Deep Chat Speech

Slug: deepchat

24054 characters 1901 words

#Speech

Demo Video

#textToSpeech

  • Type: true {
         voiceName?: string,
         lang?: string,
         pitch?: number,
         rate?: string,
         volume?: number
    }

When the chat receives a new text message - your device will automatically read it out.

voiceName is the name of the voice that will be used to read out the incoming message. Please note that different Operating Systems support different voices. Use the following code snippet to see the available voices for your device: window.speechSynthesis.getVoices()

lang is used to set the utterance language. See the following QA for the available options.

pitch sets the pitch at which the utterance will be spoken at.

volume set the volume at which the utterance will be spoken at.

[!INFO] Text to speech is using SpeechSynthesis Web API which is supported differently across different devices.

[!INFO] Your mouse needs to be focused on the browser window for this to work.

#Example

<deep-chat textToSpeech='{"volume": 0.9}'></deep-chat>

#speechToText

Transcribe your voice into text and control chat with commands.

webSpeech utilises Web Speech API to transcribe your speech.

azure utilises Azure Cognitive Speech Services API to transcribe your speech.

textColor is used to set the color of interim and final results text.

displayInterimResults controls whether interim results are displayed.

translations is a case-sensitive one-to-one mapping of words that will automatically be translated to others.

commands is used to set the phrases that will trigger various chat functionality.

button defines the styling used for the microphone button.

stopAfterSubmit is used to toggle whether the recording stops after a message has been submitted.

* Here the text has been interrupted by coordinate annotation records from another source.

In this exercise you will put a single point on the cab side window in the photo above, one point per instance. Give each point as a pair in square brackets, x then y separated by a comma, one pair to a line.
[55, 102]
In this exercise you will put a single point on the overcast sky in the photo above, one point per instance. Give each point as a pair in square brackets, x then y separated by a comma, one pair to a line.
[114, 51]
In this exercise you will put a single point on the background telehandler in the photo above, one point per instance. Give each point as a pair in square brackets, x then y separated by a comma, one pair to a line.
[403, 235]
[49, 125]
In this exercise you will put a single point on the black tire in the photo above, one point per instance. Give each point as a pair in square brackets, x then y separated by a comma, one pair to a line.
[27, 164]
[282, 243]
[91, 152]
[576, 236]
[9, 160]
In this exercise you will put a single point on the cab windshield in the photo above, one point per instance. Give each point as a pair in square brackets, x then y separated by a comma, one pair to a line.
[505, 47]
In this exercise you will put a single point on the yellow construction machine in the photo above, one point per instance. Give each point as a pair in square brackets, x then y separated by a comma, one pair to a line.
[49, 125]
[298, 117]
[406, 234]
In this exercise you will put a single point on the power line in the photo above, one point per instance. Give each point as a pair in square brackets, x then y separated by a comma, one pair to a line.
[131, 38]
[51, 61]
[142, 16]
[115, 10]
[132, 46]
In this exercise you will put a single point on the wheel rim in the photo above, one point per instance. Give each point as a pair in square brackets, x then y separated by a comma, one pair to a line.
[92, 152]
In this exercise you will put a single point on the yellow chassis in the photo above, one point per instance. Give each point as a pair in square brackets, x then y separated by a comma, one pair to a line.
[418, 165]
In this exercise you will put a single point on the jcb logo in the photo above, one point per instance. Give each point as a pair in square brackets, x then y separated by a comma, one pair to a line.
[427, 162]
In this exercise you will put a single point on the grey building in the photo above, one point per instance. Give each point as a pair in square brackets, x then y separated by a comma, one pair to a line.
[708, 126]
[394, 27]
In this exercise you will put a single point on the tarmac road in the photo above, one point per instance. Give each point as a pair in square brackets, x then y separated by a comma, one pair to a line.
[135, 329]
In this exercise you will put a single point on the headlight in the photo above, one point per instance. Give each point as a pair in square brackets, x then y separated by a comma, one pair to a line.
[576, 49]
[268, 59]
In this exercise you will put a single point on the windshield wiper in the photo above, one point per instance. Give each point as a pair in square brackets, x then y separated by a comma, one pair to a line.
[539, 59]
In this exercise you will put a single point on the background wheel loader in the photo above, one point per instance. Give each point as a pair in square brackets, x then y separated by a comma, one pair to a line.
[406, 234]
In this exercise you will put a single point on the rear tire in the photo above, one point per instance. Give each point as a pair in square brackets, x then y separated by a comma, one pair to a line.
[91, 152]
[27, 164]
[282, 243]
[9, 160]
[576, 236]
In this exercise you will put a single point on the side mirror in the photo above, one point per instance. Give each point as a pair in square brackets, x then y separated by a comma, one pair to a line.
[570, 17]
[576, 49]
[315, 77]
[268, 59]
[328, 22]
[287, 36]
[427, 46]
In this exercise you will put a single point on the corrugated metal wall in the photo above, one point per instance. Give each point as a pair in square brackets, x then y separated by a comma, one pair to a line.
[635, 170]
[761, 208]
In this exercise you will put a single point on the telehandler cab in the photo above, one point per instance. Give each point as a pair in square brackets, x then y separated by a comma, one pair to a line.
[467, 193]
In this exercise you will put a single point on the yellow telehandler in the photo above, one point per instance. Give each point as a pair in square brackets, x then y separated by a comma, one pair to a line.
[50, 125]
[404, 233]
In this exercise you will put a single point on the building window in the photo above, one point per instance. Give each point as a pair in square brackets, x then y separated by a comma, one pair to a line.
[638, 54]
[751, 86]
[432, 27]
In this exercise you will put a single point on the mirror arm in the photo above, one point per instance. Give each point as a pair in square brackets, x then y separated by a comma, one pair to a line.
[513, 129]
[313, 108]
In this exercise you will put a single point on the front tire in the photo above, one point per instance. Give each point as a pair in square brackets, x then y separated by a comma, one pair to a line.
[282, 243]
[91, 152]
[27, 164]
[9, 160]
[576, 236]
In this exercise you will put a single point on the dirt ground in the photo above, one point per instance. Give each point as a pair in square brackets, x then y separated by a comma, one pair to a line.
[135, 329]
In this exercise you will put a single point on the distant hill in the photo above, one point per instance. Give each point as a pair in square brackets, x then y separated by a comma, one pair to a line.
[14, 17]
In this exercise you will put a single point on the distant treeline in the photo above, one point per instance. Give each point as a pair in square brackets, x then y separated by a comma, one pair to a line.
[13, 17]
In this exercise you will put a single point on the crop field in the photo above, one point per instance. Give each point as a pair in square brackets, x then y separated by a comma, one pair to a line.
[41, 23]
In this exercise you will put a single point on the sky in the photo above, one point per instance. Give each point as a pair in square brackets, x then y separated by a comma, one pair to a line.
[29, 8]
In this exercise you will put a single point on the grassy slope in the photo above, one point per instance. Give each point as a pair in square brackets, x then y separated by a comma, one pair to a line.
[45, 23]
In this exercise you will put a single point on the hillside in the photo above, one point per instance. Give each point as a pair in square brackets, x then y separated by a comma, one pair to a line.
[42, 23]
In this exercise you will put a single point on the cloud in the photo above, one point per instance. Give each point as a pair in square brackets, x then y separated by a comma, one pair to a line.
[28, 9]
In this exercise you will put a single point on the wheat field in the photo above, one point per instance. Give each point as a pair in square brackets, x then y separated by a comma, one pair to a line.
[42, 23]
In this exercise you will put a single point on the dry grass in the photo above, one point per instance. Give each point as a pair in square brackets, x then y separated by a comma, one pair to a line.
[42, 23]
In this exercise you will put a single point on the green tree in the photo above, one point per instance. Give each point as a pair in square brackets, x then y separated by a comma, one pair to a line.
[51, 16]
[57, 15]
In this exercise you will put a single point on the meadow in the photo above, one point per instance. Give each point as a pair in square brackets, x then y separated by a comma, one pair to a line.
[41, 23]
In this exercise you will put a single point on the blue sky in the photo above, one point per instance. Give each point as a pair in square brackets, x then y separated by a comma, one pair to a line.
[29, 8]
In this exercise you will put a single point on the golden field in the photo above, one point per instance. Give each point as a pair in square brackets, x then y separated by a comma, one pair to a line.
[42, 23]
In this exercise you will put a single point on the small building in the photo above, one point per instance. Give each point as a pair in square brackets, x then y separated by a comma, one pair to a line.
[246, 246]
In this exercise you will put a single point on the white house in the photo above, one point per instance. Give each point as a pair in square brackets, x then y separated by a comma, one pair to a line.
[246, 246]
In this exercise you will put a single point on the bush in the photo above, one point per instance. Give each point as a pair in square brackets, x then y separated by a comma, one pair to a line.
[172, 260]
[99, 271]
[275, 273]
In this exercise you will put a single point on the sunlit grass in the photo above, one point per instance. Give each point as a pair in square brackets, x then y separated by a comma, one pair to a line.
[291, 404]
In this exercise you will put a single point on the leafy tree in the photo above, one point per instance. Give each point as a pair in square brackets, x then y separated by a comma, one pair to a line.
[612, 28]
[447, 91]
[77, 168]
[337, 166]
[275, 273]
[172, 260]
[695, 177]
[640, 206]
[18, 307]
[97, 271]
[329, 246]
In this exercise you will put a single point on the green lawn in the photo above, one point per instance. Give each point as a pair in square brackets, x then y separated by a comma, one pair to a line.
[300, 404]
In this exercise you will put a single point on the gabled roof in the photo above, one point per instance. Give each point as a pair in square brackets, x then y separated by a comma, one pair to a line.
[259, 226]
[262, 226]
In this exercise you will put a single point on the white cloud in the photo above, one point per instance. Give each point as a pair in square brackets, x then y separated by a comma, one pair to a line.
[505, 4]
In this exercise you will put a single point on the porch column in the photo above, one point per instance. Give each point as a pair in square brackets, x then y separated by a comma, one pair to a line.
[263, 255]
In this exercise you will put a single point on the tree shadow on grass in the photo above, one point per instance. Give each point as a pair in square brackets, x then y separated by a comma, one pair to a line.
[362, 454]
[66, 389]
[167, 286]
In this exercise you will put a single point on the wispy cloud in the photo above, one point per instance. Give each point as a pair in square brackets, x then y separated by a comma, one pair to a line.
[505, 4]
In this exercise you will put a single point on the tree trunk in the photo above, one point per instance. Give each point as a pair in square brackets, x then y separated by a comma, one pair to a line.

submitAfterSilence configures automated message submit functionality when the user stops speaking.

[!WARNING] Web Speech API is not supported in this browser.

#Example

<deep-chat speechToText='{ "webSpeech": true, "translations": {"hello": "goodbye", "Hello": "Goodbye"}, "commands": {"resume": "resume", "settings": {"commandMode": "hello"}}, "button": {"position": "outside-left"} }' ></deep-chat>

[!INFO] If the microphone recorder is set - this will not be enabled.

[!INFO] Speech to text functionality is provided by the Speech To Element library.

[!CAUTION] Support for webSpeech varies across different browsers, please check the Can I use Speech Recognition API section. (The yellow bars indicate that it is supported)

#Types

Object types for speechToText:

#WebSpeechOptions

  • Type: {language?: string}

language is used to set the recognition language. See the following QA for the full list.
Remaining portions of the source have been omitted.